In this case, the chain found will be the one with the final hash 0xDEAD. However, there were two chains generated with this endpoint. If the one containing 0x1135 is present, the password will be found, but if that chain were removed, the password would not be found in this particular table.
Once the table searching is complete, a set of chains to be regenerated exists. This set of chains is then regenerated, and at each stage the target hash is checked against the currently generated hash. If there is a match, the password is reported. Once all the candidates are regenerated, the search for the table is complete. If there are any unfound passwords, the process continues with the next table.
In this example, the chains starting with "Hacker" and "Secure" would be regenerated, and the password would be found.
The only major parameter to tune with table generation is the chain length (--chainlength). This parameter works as follows:
Storage space is reduced by a factor of the chain length. If the chain length is doubled, the size of the table will be cut roughly in half.

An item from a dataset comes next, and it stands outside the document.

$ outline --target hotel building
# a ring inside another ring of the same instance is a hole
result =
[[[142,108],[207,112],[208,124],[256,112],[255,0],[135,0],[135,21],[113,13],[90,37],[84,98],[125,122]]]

Cracking time is increased with the chain length according to a few factors. Candidate hash generation time goes up with the square of chain length, table searching time goes up linearly with chain length, and candidate hash regeneration time goes up roughly linearly with chain length (though it could be chain length squared in a worst case - more candidate hashes means more chains, each of which are longer).
Tune the chain length to your needs. Typically, a chain length of 200 000 is being used for large tables, though some people are generating length 8 tables with chains of length 422 000. In general, the shortest chain length you can use to fit your table will lead to the best performance. However, GPUs and CPUs continue to increase in speed, so longer chain lengths that are a bit long to crack now will be less of an issue in the future. It's probably best to generate tables with a chain length that is slightly long for today's technology, with the understanding that increases in computer speed will bring this down to much more reasonable times in the future.